What You Need to Get Started¶

Requirement	Cost	Notes
Machine (Mac/Linux/Windows)	Your existing hardware	Python 3.14+, runs on anything
Claude subscription	$20-100/mo (you probably already have this)	Claude Code / Pro / Max — uses your existing sub via Agent SDK
OpenAI subscription	$20-200/mo (you probably already have this)	ChatGPT Plus / Pro — uses your existing sub via Codex CLI
xAI API key (Grok)	Pay-per-use	The only model that requires a separate API key
Google API key (embeddings)	Free tier sufficient	Powers semantic search
Ollama or MLX	Free	Optional — zero-cost local inference, no account needed
Telegram bot token	Free	Optional — for mobile alert delivery

Use any combination. Already paying for Claude Pro? You can use Claude through Apex at no extra cost. Already paying for ChatGPT Plus? Same — Codex works through your existing subscription. Only Grok requires a separate API key. Want zero-cost local only? Just run Ollama, no accounts needed.

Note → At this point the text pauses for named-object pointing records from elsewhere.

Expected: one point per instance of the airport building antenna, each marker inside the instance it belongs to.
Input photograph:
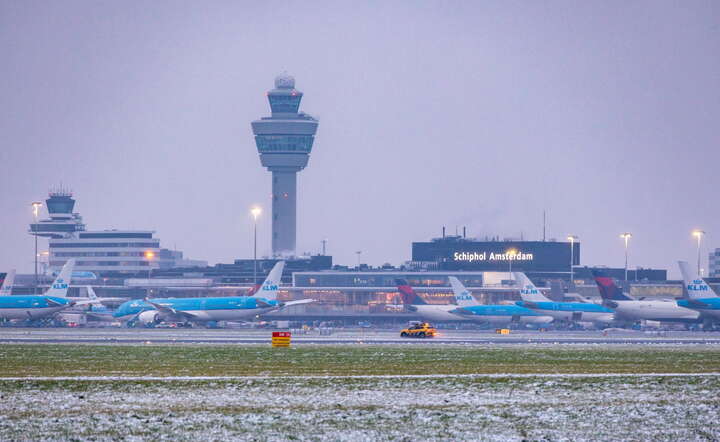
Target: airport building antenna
(284, 141)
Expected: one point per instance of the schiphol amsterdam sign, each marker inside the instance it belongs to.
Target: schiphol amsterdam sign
(494, 257)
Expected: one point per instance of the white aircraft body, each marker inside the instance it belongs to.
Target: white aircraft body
(432, 312)
(533, 299)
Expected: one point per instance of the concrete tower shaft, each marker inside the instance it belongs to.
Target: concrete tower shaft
(284, 141)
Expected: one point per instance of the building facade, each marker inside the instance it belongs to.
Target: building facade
(284, 141)
(106, 253)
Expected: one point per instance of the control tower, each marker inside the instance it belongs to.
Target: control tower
(284, 141)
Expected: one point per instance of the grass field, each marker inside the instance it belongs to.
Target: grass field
(150, 360)
(260, 402)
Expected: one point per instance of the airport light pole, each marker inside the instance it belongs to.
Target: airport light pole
(255, 211)
(149, 255)
(572, 239)
(626, 236)
(697, 233)
(36, 211)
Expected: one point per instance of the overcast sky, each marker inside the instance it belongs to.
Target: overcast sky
(477, 114)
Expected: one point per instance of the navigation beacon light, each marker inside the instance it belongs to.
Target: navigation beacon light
(697, 233)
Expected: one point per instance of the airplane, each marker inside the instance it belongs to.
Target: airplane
(40, 306)
(701, 297)
(533, 299)
(226, 308)
(493, 314)
(431, 312)
(628, 308)
(6, 289)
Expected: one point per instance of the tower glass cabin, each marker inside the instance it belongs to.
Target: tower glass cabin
(284, 141)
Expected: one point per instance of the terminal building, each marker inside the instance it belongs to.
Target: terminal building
(548, 259)
(105, 253)
(284, 141)
(714, 264)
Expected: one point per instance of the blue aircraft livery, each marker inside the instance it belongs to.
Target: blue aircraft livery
(40, 306)
(533, 299)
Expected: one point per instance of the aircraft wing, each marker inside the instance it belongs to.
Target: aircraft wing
(95, 301)
(694, 303)
(461, 311)
(298, 302)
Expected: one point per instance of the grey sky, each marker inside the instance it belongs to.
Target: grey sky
(476, 114)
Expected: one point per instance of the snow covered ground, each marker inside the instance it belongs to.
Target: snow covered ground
(624, 407)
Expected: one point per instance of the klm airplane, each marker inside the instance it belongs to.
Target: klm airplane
(39, 306)
(466, 308)
(701, 297)
(226, 308)
(533, 299)
(492, 314)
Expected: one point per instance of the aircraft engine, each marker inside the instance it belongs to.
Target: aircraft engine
(149, 317)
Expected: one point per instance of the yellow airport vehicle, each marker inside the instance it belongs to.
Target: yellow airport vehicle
(420, 330)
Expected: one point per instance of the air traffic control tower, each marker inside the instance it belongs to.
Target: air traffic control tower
(284, 141)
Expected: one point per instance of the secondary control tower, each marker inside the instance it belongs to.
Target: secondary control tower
(284, 141)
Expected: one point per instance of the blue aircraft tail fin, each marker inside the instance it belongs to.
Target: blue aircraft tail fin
(463, 298)
(271, 285)
(407, 294)
(528, 291)
(609, 291)
(6, 289)
(62, 282)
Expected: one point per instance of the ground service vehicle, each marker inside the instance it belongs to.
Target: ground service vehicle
(421, 330)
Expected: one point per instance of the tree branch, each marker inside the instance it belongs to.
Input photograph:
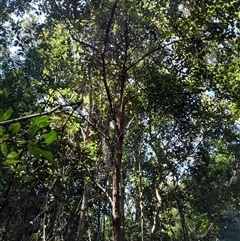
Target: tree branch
(2, 123)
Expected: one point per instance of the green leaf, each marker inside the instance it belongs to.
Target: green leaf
(5, 93)
(34, 150)
(38, 152)
(20, 168)
(12, 155)
(4, 149)
(7, 114)
(41, 121)
(14, 128)
(27, 178)
(1, 114)
(12, 161)
(48, 156)
(32, 132)
(1, 131)
(50, 137)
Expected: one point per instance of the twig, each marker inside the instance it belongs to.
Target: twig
(2, 123)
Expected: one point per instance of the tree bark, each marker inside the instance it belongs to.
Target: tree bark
(82, 213)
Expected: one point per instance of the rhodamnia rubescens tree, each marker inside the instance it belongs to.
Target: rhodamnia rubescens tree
(158, 81)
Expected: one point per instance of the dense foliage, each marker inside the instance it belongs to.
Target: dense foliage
(119, 120)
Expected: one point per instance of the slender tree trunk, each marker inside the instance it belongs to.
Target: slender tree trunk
(182, 217)
(83, 210)
(116, 200)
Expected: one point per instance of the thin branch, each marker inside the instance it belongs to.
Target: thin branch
(2, 123)
(109, 26)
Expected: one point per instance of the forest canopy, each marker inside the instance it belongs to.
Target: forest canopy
(119, 120)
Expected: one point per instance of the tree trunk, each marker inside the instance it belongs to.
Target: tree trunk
(82, 213)
(116, 200)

What the Free Tier Does NOT Include¶

Group channels, multi-agent orchestration, custom personas — Free through September 30, 2026 (no license required). After that, these features require a license key ($29.99/mo, $249/yr, or $499 lifetime for the first 500).
iOS app connectivity — Free through September 30, 2026. After that, the iOS app (free download) requires your server to have a valid license for it to connect.
Multi-tenant isolation — Enterprise tier (separate DB/workspace/credentials per user)
SSO/OIDC — Enterprise tier (Okta, Google Workspace, Azure AD)
RBAC — Enterprise tier (admin vs viewer roles)
Audit trail API — Enterprise tier (queryable admin action history)
Key rotation workflows — Enterprise tier (scheduled rotation, zero-downtime)
Compliance reporting — Enterprise tier (SOC 2 / GDPR evidence generation)

The webapp (browser access to your server) is free and unlimited. One server license key unlocks premium features and native app connectivity.